When taking control of Malaysia’s government in May 2018, Prime Minister Mahathir Mohamad inherited a massive debt from the Barisan Nasional coalition. The ousted ruling bloc was led by former Prime Minister Najib Razak, who is facing trials tied to the alleged theft of billions of dollars from 1MDB, a state development fund.

“Despite the burden of servicing the nearly 1.1 trillion ringgit ($262.7 billion) of debt and liabilities inherited from the previous administration, this government remains committed to gradual fiscal consolidation,” Guan Eng said in his budget address.
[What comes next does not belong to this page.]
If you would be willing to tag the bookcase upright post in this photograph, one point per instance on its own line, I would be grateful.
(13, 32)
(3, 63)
Meanwhile, the government expects to save 18.8 billion ringgit ($4.49 billion) in its operating expenditures, setting spending at 241 billion ringgit ($57.57 billion) compared to 259.8 billion ringgit ($62 billion) this year.

The government is to increase the tax rate for those earning more than 2 million ringgit ($477,748), to 30 percent from 28 percent, while it has no plans to reintroduce the Goods and Services Tax (GST), according to Reuters news service. Shortly after taking office, Mahathir abolished the GST established under Najib’s government.

Parliament is expected to begin debate before approving the budget during its next session, which ends Nov. 28.

Finance Minister Lim Guan Eng presents the 2020 budget to Parliament in Kuala Lumpur, Oct. 11, 2019. [S. Mahfuz/BenarNews]
Finance Minister Lim Guan Eng presents the 2020 budget to Parliament in Kuala Lumpur, Oct. 11, 2019. [S. Mahfuz/BenarNews]

Security spending

While the overall budget shows a 5.5 percent cut from 2019, the government will increase defense and public sector security spending by 3 billion ringgit ($716.7 million).

“The key focus going forward will be to enhance defense readiness, such as by improving the armed forces’ mobility,” Lim said. “Enhanced readiness includes meeting the changing nature of threats, such as having Fast Interceptor crafts for safeguarding the waters of Sabah.”

Aside from the overlapping territorial claims in the South China Sea among Malaysia, China and other Asian countries, Sabah is known as being susceptible to militant activities from the Mindanao region in the neighboring southern Philippines because of a porous maritime border between the two areas. Tourists and fishermen have been subject to kidnappings blamed on members of the Philippine-based militant group Abu Sayyaf.

Lai Yew Meng, a regional security analyst at the Universiti Malaysia Sabah, said the budget increase in the face of relatively subdued economic and fiscal conditions suggests the importance placed in strengthening national security.

“Whether or not the amount is adequate may not be as salient as the fact that this increase at a time of economic uncertainties, demonstrates the government’s earnest effort to ensure that our national security is not compromised,” Lai said.

Aminah Farid in Kuala Lumpur and Zam Yusa in Kota Kinabalu, Malaysia, contributed to this report.

This story was updated to correct the spelling of Lai Yew Meng's name.